By the time Alvarez was 18, he was rumbling on a regular basis. In those days, street fights were a popular pastime in Philadelphia’s roughest areas—Alvarez shrugs it off as something that guys just “liked to do”—and brawls spontaneously erupted throughout the city. Armed with a weekly paycheck and his brother’s ID, Alvarez spent much of his free time hanging out in bars with friends who didn’t believe in peaceful conflict resolution. As a result, he fought almost every weekend for the next two years—and he was winning.
Six years later, Alvarez still battles every weekend, but the forum has moved from the streets of Philly to metal Octagon cages all over the world.
Alvarez, aka Silent Assassin, is now the No. 2 ranked lightweight in the burgeoning world of Mixed Martial Arts (MMA).
Training out of the Philadelphia Fight Factory—with an impressive record of 16-2—the prizefighter is a long way from his scrappy, street-fighting days in the hood: He no longer spends his Friday nights pummeling his way through impromptu melees, with nothing but the will to win. These days he prepares for fights diligently and professionally, and spends his weekends taking on highly skilled opponents for ESPN Bellator’s new lightweight tournament.
Alvarez has become a well-rounded fighter—both an excellent wrestler and a dangerous striker. He has a flair for the knockout, and often begins his fight with finesse: moving lightly on his feet and picking his shots. But he’s still willing to brawl, and has developed a style that resembles a one-man blitzkrieg; a rapid concentrated attack.
His accomplishments come at a time when extreme fighting is finally gaining mainstream respect. After decades of being touted as a barbaric sport, Mixed Martial Arts has enjoyed a surge of popularity over the last five years. Once known as the inhumane spectacle that John McCain referred to as human cockfighting, extreme fighting has gone from barbarous game to legitimate combat sport on the same plane as boxing.
The stigma is eroding and endorsement money is flowing. Naturally, when money’s at issue, all things illegal and hated quickly become legal and beloved. Subscriber fees for Ultimate Fighting Championship pay-per-view events raked in more than $220 million in 2006.
Following suit, the mainstream media has descended on the sport and its new breed of lucrative gladiator. Various mixed martial artists can be found mugging on the covers of magazines and on TV.
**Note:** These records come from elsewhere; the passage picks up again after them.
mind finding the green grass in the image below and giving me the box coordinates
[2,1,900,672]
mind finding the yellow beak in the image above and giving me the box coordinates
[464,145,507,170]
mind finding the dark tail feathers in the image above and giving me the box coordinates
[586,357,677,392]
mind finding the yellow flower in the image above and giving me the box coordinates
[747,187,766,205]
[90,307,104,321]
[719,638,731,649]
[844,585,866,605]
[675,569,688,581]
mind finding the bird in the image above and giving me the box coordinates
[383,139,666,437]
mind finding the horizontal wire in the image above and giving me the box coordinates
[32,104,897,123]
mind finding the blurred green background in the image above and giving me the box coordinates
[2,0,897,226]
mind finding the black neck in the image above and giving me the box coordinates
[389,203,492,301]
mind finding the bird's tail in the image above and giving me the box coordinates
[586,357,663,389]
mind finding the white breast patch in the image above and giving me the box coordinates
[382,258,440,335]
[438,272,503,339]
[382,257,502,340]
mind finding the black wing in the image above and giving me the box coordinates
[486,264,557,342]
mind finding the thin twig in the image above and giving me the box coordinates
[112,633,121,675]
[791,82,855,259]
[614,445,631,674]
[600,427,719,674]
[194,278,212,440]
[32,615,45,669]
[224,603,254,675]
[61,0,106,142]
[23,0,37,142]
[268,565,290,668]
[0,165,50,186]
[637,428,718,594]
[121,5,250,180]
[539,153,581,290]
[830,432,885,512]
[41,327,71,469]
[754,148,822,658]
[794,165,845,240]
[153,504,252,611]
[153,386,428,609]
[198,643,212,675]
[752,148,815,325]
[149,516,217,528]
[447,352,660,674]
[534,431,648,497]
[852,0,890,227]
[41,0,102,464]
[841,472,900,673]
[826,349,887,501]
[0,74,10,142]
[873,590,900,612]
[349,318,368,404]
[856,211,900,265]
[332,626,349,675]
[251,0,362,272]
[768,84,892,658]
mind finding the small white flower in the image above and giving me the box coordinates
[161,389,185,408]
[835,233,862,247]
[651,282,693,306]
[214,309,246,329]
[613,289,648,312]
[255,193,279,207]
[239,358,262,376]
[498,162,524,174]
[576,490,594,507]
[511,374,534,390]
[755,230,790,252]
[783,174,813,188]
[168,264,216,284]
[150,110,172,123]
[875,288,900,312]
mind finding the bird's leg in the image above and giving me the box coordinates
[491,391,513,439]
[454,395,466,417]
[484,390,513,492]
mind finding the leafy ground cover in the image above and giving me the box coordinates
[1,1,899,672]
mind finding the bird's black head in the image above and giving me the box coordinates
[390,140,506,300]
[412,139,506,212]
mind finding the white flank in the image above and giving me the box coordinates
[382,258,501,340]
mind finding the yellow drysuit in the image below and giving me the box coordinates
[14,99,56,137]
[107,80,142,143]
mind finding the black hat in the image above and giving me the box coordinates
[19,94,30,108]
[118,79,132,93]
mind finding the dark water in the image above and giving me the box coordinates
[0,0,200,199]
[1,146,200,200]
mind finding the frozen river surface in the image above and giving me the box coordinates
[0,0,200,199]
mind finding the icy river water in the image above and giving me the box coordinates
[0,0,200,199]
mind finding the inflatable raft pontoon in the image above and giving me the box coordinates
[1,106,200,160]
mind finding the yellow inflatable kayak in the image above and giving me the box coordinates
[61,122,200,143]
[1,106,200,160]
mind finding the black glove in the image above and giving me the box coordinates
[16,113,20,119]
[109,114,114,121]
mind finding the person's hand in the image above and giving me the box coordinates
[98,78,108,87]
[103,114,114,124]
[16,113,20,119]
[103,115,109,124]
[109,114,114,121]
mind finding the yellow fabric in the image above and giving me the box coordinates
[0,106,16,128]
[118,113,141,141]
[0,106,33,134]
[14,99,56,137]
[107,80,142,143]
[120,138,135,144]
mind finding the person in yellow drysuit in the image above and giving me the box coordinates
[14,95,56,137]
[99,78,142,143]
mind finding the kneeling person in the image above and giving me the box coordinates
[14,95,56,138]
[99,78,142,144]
While this sort of exposure has been limited to fighters signed to the sport’s largest promoter, Ultimate Fighting Championship (UFC), cutting-edge fighters of relatively unknown camps, like Alvarez, are also reaping the benefits of this money-making industry.
Locally, the sport is taking off as well. In February, Pennsylvania became one of 39 states to legalize extreme fighting and allow professional Mixed Martial Arts contests to be sanctioned. The state will host up to five MMA events per month, and anticipates generating roughly $80,000 per year in revenue for the athletic commission.
Alvarez is not your typical participant in the MMA. Studying martial arts disciplines can be expensive, and students typically come from middle class families. Many of the fighters have college degrees, like UFC lightweight champion BJ Penn, who comes from a prominent real estate family in Hawaii. Another lightweight, Kenny Florian, has a degree in communications from Boston College.
Nevertheless, Alvarez, a blue-collar guy whose formal training began in a basement, is building a viable career on the strength of some incredible performances and a survival-of-the-fittest mentality.
“I came from a pretty shitty neighborhood,” he says. “A pretty rough neighborhood. I fought. I never had much. So I wouldn’t be your typical MMA fighter who came from a well-off family and just decided to do whatever.”
The body odor permeating the confined South Philly arena runs about as deep as the 700 people packed inside. The floor is sticky. Many in the crowd are drunk. On this July evening, they’ve come from near and far with a common goal: to witness someone “get knocked the fuck out,” as one fan puts it, during a night of mixed-martial-arts cage fighting.